Trump's racist message also resonates with American cops, whom he has called "the most mistreated people" in the country. One prominent police union, the New England Police Benevolent Association, has already endorsed Trump, and individual officers in many U.S. cities and towns are attracted to his spectacular ugliness.

Much of the American political establishment is reinforcing the racial hatred spawned by the neoliberal era's socio-economic policies. In the face of one the worst refugee crises in human history, 31 U.S. governors issued statements demanding that refugees, primarily from Syria, be barred from entering their states.

Meanwhile, Barack Obama, the leader of the most powerful country in the world, has promised to admit a mere 10,000 refugees into the country over the course of 2016, hardly even a token amount.

Both the liberal and conservative rejection of refugees is stoking racist violence on the ground in the United States, by lending credence to the absurd notion that those fleeing war and persecution somehow constitute a violent threat to national security. Indiana's own governor is in the midst of a high-profile legal battle with the U.S. District Court to block the resettlement of Syrian refugees in the state. Pence's vilification of refugees makes all perceived "others" in Indiana potential targets.

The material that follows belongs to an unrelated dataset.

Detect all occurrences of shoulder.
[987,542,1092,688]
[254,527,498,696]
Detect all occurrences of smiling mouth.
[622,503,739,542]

The murder of Mohamedtaha Omar, Adam Mekki and Muhannad Tairab has to be understood in this context. The larger backdrop to their deaths is a political climate in which Muslims, refugees and minorities are coming under increasing fire as scapegoats for capitalism's profound social crisis.

This process is only intensifying. Our side has to prepare to be organized and bold enough to resist the onslaught of racism, and to dispel the myths and prejudices which help drive people to commit these abominable acts of violence.